In 2020, due to financial stresses grain farmers are feeling from continued low market prices, adding livestock could help.
Recently, I was asked how much it would cost to become a full-time independent rancher – someone who makes a living solely raising beef cattle. I’m always up for a challenge, but this was a tough one.
The first problem to solve is determining what kind of cattle operation to run. There are at least four kinds: cow-calf, seed stock, backgrounding-stocker, and feedlot. I’m told by cattle experts that the stocker operation is the simplest, so I’ll assume a hypothetical stocker operation for the purpose of determining the cost to get started.
In this operation a rancher acquires newly weaned calves that weigh 500 to 550 lbs.

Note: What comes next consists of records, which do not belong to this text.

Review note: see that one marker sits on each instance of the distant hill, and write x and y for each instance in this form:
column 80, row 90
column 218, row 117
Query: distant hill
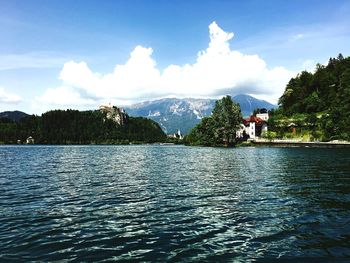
column 13, row 115
column 173, row 114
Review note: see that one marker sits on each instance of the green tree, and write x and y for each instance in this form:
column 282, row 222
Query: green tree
column 220, row 128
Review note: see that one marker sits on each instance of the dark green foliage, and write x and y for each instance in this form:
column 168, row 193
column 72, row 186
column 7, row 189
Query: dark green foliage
column 79, row 127
column 325, row 93
column 219, row 128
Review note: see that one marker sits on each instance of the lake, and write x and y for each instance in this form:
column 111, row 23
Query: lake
column 174, row 203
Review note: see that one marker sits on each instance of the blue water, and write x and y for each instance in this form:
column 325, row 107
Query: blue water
column 174, row 203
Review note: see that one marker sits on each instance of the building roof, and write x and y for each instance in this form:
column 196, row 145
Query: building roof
column 255, row 119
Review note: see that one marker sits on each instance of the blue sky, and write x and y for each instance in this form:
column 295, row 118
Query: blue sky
column 63, row 54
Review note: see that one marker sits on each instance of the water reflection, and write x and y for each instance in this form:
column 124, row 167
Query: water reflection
column 173, row 203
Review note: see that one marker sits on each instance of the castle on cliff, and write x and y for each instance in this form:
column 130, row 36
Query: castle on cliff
column 118, row 115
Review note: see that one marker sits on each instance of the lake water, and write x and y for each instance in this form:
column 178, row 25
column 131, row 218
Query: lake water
column 174, row 203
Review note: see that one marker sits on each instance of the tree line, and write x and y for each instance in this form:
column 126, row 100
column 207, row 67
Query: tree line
column 319, row 101
column 79, row 127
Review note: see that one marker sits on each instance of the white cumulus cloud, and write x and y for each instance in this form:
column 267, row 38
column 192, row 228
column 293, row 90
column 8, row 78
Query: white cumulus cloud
column 217, row 71
column 8, row 97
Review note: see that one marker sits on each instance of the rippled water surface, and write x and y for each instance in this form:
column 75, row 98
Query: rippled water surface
column 173, row 203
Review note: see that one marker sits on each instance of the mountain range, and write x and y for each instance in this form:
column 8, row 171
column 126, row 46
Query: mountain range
column 175, row 114
column 183, row 114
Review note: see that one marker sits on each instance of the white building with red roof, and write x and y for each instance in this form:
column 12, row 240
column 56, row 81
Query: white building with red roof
column 254, row 126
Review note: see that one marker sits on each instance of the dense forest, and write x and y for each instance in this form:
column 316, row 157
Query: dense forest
column 316, row 105
column 219, row 129
column 79, row 127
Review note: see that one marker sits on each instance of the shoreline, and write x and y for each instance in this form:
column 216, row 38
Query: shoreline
column 295, row 143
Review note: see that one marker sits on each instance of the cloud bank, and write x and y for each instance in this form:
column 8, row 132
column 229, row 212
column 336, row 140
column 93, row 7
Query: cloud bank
column 217, row 71
column 8, row 97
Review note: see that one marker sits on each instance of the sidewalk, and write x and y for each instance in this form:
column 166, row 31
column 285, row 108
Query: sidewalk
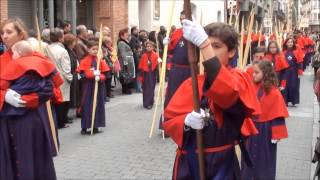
column 295, row 153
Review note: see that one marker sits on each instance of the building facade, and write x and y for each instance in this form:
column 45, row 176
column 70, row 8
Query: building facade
column 116, row 14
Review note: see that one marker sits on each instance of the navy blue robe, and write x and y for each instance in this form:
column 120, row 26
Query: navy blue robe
column 263, row 153
column 291, row 93
column 25, row 136
column 86, row 109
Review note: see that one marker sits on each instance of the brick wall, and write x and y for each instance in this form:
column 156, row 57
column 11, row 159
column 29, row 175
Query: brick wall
column 3, row 9
column 111, row 13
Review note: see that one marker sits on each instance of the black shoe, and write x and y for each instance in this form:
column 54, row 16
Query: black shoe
column 83, row 131
column 96, row 130
column 110, row 96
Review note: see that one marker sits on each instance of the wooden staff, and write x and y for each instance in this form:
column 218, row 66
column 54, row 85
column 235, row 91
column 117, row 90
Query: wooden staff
column 196, row 103
column 248, row 45
column 163, row 70
column 48, row 104
column 260, row 34
column 240, row 49
column 96, row 83
column 162, row 87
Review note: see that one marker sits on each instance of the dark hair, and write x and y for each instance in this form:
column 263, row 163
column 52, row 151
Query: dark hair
column 284, row 47
column 93, row 42
column 133, row 29
column 56, row 34
column 273, row 42
column 259, row 50
column 149, row 42
column 69, row 39
column 18, row 24
column 152, row 36
column 122, row 32
column 225, row 33
column 32, row 33
column 65, row 24
column 269, row 75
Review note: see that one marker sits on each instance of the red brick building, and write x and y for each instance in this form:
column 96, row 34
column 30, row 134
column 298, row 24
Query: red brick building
column 92, row 13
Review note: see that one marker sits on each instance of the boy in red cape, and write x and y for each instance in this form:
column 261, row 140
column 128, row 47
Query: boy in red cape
column 278, row 61
column 89, row 72
column 227, row 103
column 294, row 57
column 270, row 124
column 258, row 55
column 147, row 74
column 26, row 83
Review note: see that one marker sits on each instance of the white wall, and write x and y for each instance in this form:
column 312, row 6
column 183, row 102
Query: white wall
column 141, row 12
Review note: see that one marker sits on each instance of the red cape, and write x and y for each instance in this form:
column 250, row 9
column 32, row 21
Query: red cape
column 86, row 64
column 143, row 64
column 280, row 61
column 272, row 105
column 300, row 42
column 298, row 53
column 175, row 38
column 36, row 62
column 181, row 103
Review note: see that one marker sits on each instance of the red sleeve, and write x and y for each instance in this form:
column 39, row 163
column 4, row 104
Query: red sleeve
column 32, row 100
column 4, row 85
column 102, row 77
column 104, row 66
column 299, row 55
column 279, row 132
column 230, row 86
column 57, row 96
column 273, row 100
column 280, row 63
column 2, row 97
column 283, row 83
column 179, row 106
column 279, row 129
column 248, row 128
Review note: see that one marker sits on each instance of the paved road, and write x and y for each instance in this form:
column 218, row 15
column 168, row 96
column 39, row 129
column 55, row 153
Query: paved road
column 124, row 151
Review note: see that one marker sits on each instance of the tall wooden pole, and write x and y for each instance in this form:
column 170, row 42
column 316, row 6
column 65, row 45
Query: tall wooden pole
column 96, row 83
column 196, row 104
column 48, row 104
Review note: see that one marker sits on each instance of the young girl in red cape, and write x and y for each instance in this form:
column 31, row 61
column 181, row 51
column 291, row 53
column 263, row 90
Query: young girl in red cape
column 278, row 61
column 294, row 57
column 26, row 84
column 89, row 72
column 262, row 148
column 147, row 74
column 227, row 103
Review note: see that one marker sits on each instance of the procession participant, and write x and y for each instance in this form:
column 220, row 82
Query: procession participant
column 89, row 72
column 125, row 54
column 25, row 86
column 60, row 57
column 227, row 103
column 147, row 74
column 270, row 124
column 258, row 55
column 70, row 42
column 278, row 61
column 180, row 69
column 294, row 57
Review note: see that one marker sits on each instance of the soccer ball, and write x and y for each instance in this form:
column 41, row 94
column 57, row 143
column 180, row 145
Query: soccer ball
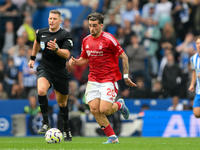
column 53, row 135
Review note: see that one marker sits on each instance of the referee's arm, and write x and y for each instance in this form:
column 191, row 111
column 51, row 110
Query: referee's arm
column 63, row 53
column 36, row 48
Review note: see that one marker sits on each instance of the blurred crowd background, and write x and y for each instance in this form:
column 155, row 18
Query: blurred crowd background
column 157, row 35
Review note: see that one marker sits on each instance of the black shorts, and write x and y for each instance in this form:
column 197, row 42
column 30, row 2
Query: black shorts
column 59, row 79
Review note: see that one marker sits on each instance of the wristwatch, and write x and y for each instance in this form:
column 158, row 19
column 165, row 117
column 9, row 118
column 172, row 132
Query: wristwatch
column 56, row 47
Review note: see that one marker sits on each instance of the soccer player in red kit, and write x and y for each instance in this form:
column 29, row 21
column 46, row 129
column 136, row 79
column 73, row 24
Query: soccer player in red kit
column 103, row 51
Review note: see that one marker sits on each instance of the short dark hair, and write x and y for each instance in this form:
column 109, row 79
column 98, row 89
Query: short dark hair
column 198, row 37
column 96, row 16
column 55, row 12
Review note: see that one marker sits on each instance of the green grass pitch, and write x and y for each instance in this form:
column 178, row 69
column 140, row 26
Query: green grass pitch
column 95, row 143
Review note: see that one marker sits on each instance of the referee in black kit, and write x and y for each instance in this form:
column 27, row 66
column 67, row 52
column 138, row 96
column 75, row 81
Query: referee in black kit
column 56, row 44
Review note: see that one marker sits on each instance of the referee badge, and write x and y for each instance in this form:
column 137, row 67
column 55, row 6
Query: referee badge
column 42, row 45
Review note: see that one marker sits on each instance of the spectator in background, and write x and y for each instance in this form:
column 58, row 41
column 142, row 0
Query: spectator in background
column 151, row 42
column 171, row 78
column 79, row 33
column 120, row 36
column 112, row 26
column 129, row 13
column 8, row 40
column 33, row 108
column 137, row 55
column 180, row 13
column 28, row 27
column 150, row 12
column 3, row 94
column 163, row 9
column 168, row 40
column 94, row 4
column 128, row 33
column 157, row 90
column 176, row 106
column 163, row 63
column 138, row 28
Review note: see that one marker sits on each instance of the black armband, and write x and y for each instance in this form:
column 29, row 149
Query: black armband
column 33, row 57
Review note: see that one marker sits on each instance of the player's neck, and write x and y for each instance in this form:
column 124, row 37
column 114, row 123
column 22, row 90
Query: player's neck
column 98, row 35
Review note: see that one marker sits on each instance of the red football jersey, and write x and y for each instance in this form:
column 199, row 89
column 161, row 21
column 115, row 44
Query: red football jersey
column 102, row 53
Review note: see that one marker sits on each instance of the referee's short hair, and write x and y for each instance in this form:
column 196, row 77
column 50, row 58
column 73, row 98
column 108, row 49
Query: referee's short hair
column 55, row 12
column 96, row 16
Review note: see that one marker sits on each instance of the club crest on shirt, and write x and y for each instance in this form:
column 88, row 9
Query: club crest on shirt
column 42, row 45
column 88, row 53
column 100, row 45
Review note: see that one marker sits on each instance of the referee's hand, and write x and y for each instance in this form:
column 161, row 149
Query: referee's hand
column 72, row 61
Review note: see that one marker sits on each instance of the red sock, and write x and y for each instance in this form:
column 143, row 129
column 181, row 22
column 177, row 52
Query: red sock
column 119, row 105
column 108, row 130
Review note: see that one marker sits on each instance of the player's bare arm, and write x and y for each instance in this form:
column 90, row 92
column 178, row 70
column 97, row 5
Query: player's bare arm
column 191, row 87
column 125, row 64
column 64, row 53
column 80, row 62
column 36, row 48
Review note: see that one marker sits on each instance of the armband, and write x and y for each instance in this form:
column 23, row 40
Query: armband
column 33, row 57
column 125, row 76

Then they are set out to graze on grasses and possibly grain forages until they weigh 750 to 800 lbs. This normally takes six to seven months according to W. Travis Meteer (a cattle educator at the University of Illinois). At that point the cattle are sold to a feedlot for finishing, where the cows will put on several hundred more pounds before processing.
I’m going to assume that we’re trying to net $75,000 a year after expenses with this feeder operation. So, we can back into how many stockers we need to feed and sell each year. According to the experts I talked to, you’ll pay about $1.65 per pound for a feeder and eventually sell that cow for about $1.45 per pound to the feedlot. If you pay $866 for a 525-pound cow and then sell it for $1,124 at 775 pounds, you can net a little over $250 per animal. However, that’s before any expenses, which we’ll get into now.
We need land that grows grass – a bunch of it. Cattle are raised all over the U.S., including Hawaii, but the number you can feed per acre varies widely, depending on grass productivity and the size of the cattle. For this hypothetical situation, let’s assume we'll ranch in a fairly normal place, like Kansas, which has over 6.3 million cattle and ranks third behind Texas and Nebraska. In Kansas, a feeder calf will need about 3.3 acres of grass in a normal year.
We’ll need to sell at least 600 grass-fed cows per year in order to achieve a gross profit of $150,000. This means we need about 2,000 acres, either owned or rented. Decent acres of grassland in Kansas can run you $2,000+ per acre to buy or $20 per acre to lease. Paying rent of $20 an acre likely blows up our $75,000 net income goal, so I think owning is the way to get there. Fertilizer costs, power bills, real estate taxes, insurance, and part-time labor is going to burn up about half of the gross profit.
I found a nice 2,000-acre ranch for sale online with a house, barn, water wells, creeks, ponds, and perimeter fencing for only $3.8 million. So, there's the real estate portion.
Jacob Howdeshell, a livestock production specialist with Purina, educated me about the machinery and equipment one needs to operate a stocker operation. The components include temporary corrals – $15K, some feed troughs (in case the grass runs low) – $5K, a 10-ton feed storage bin – $5K, a utility tractor –$35K, a fertilizer spreader – $20K, a grain drill – $40K, a brush hog attachment – $5K, a side-by-side for people transportation – $10K, and a semi and trailer for cattle transportation – $80K. That adds up to $215,000.
Let’s not forget that we have to buy the feeder calves, as well. That’s 600 head at $866 per head, $519,600 – no small number. So, if you add it all up, between land, buildings, equipment, and stocker cattle, we’re at $4,534,600 to get a cattle operation started that is large enough to support a family.